Monday, July 28, 2008
merrill marks to market?
dismiss no more -- merrill is selling $30.6bn worth of super-senior CDOs for $6.7bn to lone star. and how bad did they need to sell the stuff?
Merrill Lynch will provide financing to the purchaser for approximately 75% of the purchase price. The recourse on this loan will be limited to the assets of the purchaser. The purchaser will not own any assets other than those sold pursuant to this transaction.
in other words, merrill is still on the hook for something like $5bn when eventually the assets are marked not to 21 cents on the dollar but zero.
to help offset the massive hit of this desperate sale, merrill will dilute their shareholders, with the considerable multiplier of the ratchet provision of the earlier capital raising from temasek. via bloomberg:
Merrill may sell as much as 356.5 million shares in the offering, the firm said today in a presentation for potential buyers. That represents a 36 percent increase over the number outstanding at the end of June. The price of the new shares will be set tomorrow, according to the presentation.
as one can tell by lone star's ability and desire to get merrill to finance the transaction to a bankruptcy-remote entity, merrill is panicked and the CDOs are worth nothing like $7bn. lone star's actual stake in the venture looks a lot closer to 5 cents on the dollar.
in other words, national australia bank's marks are in fact where we're headed -- this ride, rough as it has been, is about to get a whole hell of a lot faster and scarier. color yves smith disillusioned.
Read that twice. 22 cents on the dollar, and that with 75% financing. So the real price is lower or zero. Take your pick. And the urban legend in finance land (and I was a believer till just now) was that subprime paper had been marked down pretty well, but Alt-A and Option ARM still has a way to go.
a lot of people are just goddamn plain broke at these price levels. wall street is taking some bounding steps toward fulfilling the worst expectations of us all.
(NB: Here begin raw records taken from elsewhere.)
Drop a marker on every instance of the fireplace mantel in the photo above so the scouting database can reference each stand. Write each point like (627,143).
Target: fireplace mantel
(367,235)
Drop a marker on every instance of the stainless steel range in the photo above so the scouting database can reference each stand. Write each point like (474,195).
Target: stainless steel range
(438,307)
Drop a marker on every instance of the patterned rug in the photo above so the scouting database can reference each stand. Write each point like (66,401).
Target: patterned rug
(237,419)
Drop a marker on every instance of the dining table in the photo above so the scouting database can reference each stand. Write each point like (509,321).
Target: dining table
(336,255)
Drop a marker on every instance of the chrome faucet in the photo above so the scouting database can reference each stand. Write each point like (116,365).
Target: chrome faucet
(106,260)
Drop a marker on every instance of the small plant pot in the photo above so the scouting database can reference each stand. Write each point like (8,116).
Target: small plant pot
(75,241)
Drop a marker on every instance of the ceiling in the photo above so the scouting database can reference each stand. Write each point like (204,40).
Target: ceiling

UPDATE: the NAB and merrill writeoffs are linked, says yves smith -- but with merrill's valuations spurring NAB's, not the other (and chronologically announced) way around.
The National Australia Bank's shock write-down of $830 million worth of collaterallised debt obligations (CDOs) can now be explained.
It was triggered by a move from struggling US investment bank Merrill Lynch to get rid of billions worth of CDOs in which the NAB was a co-investor.
Merrill's took a decision to sell the CDOs at a written-down value and the NAB had no option but to follow suit. Its larger write-down than Merrill Lynch (90% vs. 78%) reflects its lower ranking of security.